While the true incidence of nausea, vomiting, ileus and regurgitation is not known for hospitalised cats and dogs, if these symptoms are left untreated, patient welfare is affected and risk of complications increase, leading to a longer and possibly more expensive hospitalisation, and often a more guarded prognosis. Registered and student veterinary nurses play an important role in identifying patients that demonstrate the signs associated with these symptoms. They can liaise with the veterinary surgeon to ensure that the most suitable pharmacological agent is added to the treatment plan, safely administer the medication and closely monitor patients for any adverse drug effects, as well as consider incorporating appropriate non-pharmacological interventions into the patient care plan.

KEY POINTS

• Nausea, vomiting and gastric dysmotility are commonly experienced symptoms in hospitalised patients.

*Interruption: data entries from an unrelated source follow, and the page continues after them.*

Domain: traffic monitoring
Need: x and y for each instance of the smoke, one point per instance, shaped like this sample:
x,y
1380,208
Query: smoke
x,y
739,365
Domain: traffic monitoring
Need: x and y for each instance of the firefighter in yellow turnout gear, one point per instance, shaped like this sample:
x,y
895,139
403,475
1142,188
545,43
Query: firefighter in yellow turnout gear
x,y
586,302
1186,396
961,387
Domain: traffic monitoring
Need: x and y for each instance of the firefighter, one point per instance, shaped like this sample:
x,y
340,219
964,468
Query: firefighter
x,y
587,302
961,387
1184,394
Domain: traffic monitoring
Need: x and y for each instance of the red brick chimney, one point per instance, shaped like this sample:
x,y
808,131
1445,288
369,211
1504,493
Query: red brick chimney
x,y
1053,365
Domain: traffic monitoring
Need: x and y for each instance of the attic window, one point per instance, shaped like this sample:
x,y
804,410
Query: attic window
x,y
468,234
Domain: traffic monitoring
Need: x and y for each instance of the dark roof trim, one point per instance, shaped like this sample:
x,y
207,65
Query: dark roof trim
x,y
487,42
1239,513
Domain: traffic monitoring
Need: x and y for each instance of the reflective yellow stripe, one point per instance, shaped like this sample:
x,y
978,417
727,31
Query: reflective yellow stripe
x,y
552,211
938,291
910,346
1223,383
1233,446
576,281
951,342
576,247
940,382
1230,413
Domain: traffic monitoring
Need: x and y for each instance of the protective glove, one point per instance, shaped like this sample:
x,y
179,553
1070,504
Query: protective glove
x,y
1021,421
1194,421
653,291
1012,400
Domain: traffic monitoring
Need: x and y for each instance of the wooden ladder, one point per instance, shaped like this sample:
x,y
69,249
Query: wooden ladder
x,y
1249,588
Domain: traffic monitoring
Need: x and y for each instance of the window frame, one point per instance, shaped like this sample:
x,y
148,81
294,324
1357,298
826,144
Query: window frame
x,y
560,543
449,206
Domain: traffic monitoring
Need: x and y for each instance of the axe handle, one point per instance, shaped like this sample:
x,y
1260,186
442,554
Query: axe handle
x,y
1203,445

• There is currently no validated nausea scale for veterinary patients making this a challenging clinical sign to observe.
• Vomiting and regurgitation should be differentiated so the patient can be appropriately managed.
• There are a range of different drugs that may be helpful in managing nausea and vomiting depending on the likely underlying cause.
• Patients with nausea and vomiting should also have an appropriate fluid therapy plan, analgesia and nutritional plan.